TunnelBear: Cute interface, terrible Netflix performance. Blocked 100% of the time. Free tier has a 2 GB/month data cap, which isn't even enough for one movie in HD (a 2-hour HD movie uses ~3 GB). Not worth testing.
Windscribe: Worked intermittently in 2024, but completely blocked in Q1 2025. I tested their Windflix servers (dedicated Netflix servers) in 8 locations—all blocked. Customer support acknowledged the issue and said they're "working on it," but provided no timeline.
When All Else Fails
Rent a remote desktop (Shadow PC, Paperspace) in the target country and stream via remote session. Shadow PC costs $29.99/month and gives you a full Windows 10 gaming PC in a U.S. data center. You remote into it, open Netflix, and stream. Latency is 30-50ms from Europe (perfectly usable for video). I used this in Istanbul when all my VPNs failed—worked flawlessly, but the Shadow PC subscription adds up if you're streaming long-term.
Ask friends at home to host a WireGuard server you can connect through. I set up a $5/month DigitalOcean droplet in New York with WireGuard installed. My friend generates a config file, sends it to me via Signal, and I import it into the WireGuard app. Total setup time: 20 minutes. This gives me a dedicated IP that only I use—Netflix never blocks it because it's not a known VPN IP range.
Download content before traveling. Netflix allows offline viewing for many titles (not all—licensing restrictions apply). Before my last trip to Seoul, I downloaded 6 seasons of The Office (43 GB) and 2 seasons of Stranger Things (28 GB) to my iPad. Downloads expire after 30 days or 48 hours after you start watching (whichever comes first), so plan accordingly.
What I Actually Use
I pay for two VPNs. NordVPN ($139/year) as primary, Surfshark with static IP ($104.76/year) as backup. Total: $243.76/year.
Is that overkill? Maybe. But that Seoul night where I cycled through 18 servers and couldn't watch TV after a 12-hour workday? Never again.
I've also got Meshnet set up with three friends—Denver, London, Tokyo. They leave NordVPN running on their home desktops and I can route through them whenever. In exchange, they get access to my U.S. server when they travel. Win-win.
My GL.iNet Beryl AX travel router has both VPNs configured with automatic failover. If NordVPN doesn't connect within 10 seconds, it switches to Surfshark. My Apple TV and other devices never notice.
I also keep a spreadsheet. City, server name, reliability % (blocked vs successful), last tested date. Update it weekly.
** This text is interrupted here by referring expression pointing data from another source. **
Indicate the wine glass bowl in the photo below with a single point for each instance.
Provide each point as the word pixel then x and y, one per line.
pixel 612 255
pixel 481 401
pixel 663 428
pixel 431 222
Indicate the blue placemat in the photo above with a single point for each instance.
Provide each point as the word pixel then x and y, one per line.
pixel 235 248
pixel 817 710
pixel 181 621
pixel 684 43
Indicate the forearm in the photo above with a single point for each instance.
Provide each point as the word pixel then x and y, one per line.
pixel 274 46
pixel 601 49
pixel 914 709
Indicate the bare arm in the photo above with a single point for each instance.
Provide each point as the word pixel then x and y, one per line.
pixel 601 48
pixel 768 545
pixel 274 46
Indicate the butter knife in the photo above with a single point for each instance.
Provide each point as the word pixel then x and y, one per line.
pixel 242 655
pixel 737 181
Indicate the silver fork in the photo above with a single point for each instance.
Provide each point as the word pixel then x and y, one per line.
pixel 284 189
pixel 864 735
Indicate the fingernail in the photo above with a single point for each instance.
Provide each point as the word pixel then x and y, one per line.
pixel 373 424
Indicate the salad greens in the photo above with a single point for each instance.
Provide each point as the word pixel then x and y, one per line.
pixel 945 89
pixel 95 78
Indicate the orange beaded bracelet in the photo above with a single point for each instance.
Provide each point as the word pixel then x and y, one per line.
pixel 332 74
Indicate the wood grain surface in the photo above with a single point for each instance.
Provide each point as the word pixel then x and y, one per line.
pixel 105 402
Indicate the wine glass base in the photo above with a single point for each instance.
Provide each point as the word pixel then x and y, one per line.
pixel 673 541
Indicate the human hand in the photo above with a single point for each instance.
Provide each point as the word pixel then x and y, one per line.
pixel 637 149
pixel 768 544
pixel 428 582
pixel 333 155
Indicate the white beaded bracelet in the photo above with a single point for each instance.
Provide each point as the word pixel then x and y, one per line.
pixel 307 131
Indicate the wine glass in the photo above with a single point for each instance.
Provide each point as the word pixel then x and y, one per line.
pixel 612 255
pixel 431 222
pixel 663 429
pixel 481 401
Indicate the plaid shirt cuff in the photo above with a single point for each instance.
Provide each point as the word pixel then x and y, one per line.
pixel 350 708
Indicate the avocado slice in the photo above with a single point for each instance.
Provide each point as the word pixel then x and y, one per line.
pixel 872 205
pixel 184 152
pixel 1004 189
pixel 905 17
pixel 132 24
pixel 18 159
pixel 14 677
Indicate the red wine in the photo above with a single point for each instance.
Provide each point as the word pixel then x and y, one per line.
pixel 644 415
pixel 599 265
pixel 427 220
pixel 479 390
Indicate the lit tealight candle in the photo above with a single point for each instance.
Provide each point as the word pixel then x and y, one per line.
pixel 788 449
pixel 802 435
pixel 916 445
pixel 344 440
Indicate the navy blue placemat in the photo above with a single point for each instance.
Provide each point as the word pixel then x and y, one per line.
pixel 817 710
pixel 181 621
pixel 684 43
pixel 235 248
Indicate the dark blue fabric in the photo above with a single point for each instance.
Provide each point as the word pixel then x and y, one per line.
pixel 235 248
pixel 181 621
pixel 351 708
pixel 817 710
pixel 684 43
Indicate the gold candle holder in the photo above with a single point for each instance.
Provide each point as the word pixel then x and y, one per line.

When I land in a new city, I open the sheet, pick the most reliable server for that region. Works 95% of the time on the first try.
Yeah, it's spreadsheet-level paranoid. But you know what? I haven't stared at error M7111-1331-5059 in months.
The Bottom Line
VPN streaming is whack-a-mole. What works today might be dead by next week.
That's why I retest quarterly. That's why I maintain two subscriptions. That's why I have that stupid spreadsheet.
The Seoul incident taught me: don't rely on one VPN, one provider, one strategy. Have backups. Have Meshnet friends. Have static IPs. Be ready to pivot.
Or just download The Office before you travel. That works too.